8. Nel Vangelo di oggi Cristo parla così a Pietro e agli altri apostoli: “Nella nuova creazione, quando il Figlio dell’uomo sarà seduto sul trono della sua gloria, anche voi che mi avete seguito siederete su dodici troni a giudicare le dodici tribù d’Israele. Chiunque avrà lasciato fratelli, sorelle, padre, madre, figli, campi e case per il mio nome, riceverà cento volte tanto e avrà in eredità la vita eterna” (Mt 19, 28-29).

Guardate, questo è Nicola da Flüe, il vostro concittadino. Per seguire la sua vocazione, 517 anni fa abbandonò sua moglie, i suoi figli, la sua casa, il suo campo: prese alla lettera le parole del Vangelo. Il suo nome è rimasto impresso nei cantoni svizzeri: è un autentico testimone di Cristo. Un uomo che ha attuato il Vangelo fino all’ultima parola. Rendiamo onore anche alla moglie Dorotea: in una decisione sofferta essa lasciò libero il suo sposo. A buon diritto essa porta, agli occhi di molti, la testimonianza eroica di vita di frate Nicola.

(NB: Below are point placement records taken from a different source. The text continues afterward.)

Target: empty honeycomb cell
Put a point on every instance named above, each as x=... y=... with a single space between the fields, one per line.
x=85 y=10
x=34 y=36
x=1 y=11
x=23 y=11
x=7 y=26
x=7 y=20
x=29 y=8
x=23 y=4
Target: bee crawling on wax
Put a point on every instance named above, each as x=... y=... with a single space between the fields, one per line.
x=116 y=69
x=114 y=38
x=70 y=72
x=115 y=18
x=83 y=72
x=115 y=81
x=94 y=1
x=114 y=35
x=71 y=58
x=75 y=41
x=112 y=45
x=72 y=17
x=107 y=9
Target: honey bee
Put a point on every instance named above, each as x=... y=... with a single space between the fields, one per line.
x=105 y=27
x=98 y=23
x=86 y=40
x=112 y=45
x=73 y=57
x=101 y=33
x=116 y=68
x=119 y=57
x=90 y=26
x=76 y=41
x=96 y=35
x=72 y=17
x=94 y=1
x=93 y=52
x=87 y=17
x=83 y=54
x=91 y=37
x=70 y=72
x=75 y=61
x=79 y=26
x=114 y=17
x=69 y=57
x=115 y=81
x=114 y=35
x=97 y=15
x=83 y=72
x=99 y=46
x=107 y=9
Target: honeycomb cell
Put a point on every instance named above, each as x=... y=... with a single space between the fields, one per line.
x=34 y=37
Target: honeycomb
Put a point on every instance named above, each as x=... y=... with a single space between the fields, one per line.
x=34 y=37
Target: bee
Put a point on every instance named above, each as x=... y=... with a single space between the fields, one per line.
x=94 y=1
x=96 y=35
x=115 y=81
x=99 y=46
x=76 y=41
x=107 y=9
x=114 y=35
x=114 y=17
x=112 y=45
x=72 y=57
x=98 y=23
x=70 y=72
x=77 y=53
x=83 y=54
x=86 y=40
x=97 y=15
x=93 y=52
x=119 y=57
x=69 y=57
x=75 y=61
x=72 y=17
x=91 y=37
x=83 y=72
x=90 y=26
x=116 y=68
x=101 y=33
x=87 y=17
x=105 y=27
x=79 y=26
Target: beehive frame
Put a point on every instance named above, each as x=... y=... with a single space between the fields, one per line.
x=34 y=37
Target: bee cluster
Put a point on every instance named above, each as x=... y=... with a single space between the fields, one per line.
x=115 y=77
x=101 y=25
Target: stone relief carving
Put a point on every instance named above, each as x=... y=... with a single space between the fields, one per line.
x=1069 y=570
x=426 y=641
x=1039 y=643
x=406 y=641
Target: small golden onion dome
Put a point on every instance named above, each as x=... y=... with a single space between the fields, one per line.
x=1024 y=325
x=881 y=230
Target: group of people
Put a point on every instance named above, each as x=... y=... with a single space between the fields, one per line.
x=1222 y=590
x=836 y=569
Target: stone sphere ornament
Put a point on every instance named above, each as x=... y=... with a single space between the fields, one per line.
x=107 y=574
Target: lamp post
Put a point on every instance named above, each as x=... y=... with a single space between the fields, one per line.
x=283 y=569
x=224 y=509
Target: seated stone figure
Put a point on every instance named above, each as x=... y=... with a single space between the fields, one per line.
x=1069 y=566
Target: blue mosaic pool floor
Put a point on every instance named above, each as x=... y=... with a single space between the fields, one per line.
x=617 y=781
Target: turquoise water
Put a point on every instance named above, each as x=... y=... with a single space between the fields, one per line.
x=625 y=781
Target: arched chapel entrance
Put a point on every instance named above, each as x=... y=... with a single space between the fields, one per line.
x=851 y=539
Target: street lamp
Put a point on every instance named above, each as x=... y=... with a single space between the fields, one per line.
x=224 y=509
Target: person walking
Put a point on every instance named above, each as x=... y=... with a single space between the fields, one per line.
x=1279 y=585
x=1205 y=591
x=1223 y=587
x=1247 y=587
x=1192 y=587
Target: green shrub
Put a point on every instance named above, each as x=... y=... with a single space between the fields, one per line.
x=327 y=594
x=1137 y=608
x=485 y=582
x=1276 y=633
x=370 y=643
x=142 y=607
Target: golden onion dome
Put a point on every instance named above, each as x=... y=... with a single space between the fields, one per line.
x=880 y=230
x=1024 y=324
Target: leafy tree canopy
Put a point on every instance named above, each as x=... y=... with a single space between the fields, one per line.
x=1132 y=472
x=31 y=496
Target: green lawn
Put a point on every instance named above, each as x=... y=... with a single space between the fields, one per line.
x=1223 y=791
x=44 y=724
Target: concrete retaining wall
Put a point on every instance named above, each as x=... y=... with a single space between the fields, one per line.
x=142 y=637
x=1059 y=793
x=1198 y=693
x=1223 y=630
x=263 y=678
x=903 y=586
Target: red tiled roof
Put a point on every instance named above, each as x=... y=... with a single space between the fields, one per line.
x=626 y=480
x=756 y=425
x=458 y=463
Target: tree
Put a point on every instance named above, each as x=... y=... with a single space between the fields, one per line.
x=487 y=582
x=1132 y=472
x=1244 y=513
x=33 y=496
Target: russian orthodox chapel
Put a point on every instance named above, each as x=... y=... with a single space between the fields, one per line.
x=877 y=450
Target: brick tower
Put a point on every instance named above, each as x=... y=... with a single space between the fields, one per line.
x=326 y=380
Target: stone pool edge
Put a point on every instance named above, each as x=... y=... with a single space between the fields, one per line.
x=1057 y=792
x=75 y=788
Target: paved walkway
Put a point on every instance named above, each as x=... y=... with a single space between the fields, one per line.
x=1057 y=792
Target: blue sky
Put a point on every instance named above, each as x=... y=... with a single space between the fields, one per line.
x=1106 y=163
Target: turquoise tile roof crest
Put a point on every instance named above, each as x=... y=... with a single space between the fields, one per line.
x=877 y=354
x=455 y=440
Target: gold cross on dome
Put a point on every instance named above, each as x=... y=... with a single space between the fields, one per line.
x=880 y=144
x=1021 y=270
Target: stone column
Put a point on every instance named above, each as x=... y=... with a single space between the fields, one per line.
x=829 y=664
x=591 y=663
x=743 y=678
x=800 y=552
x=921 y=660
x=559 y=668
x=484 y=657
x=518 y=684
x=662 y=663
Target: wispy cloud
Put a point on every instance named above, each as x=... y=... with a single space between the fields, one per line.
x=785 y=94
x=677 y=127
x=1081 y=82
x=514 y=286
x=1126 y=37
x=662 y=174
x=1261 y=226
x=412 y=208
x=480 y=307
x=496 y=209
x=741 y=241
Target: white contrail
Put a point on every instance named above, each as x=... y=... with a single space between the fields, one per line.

Così gli uomini santi restano nel popolo di Dio come un esempio vivente della via, della verità e della vita, che è Cristo stesso.

Ma i santi sono anche giudici: “Giudicherete le dodici tribù di Israele”, dice il Vangelo. Sì, essi giudicano i cuori, le coscienze, le nostre opere. Giudicano le forme di vita e i costumi. Giudicano le generazioni: specialmente le generazioni di quel Paese dal quale Cristo le ha chiamate.

Figli e figlie di Svizzera. Accogliete l’esempio di frate Nicola, ponetevi sotto il suo giudizio. Nel suo esempio e sotto il suo giudizio deve andare avanti la storia del vostro Paese. Dopo tante generazioni è presente tra di voi in spirito un uomo che con tutta la sua vita terrena ha rinforzato la realtà della vita eterna in Dio. Guardate a lui. E guardate anche questa realtà di Dio. Date ad essa di nuovo spazio nella vostra conoscenza, nel vostro comportamento, nella vostra coscienza, nel vostro cuore.

“Insegnaci (o Dio) a contare i nostri giorni e giungeremo alla sapienza del cuore . . . Si manifesti ai tuoi servi la tua opera, e la tua gloria ai loro figli”. Ci conceda questo il Padre celeste come particolare eredità del santo frate Nicola, il patrono della vostra patria. Amen.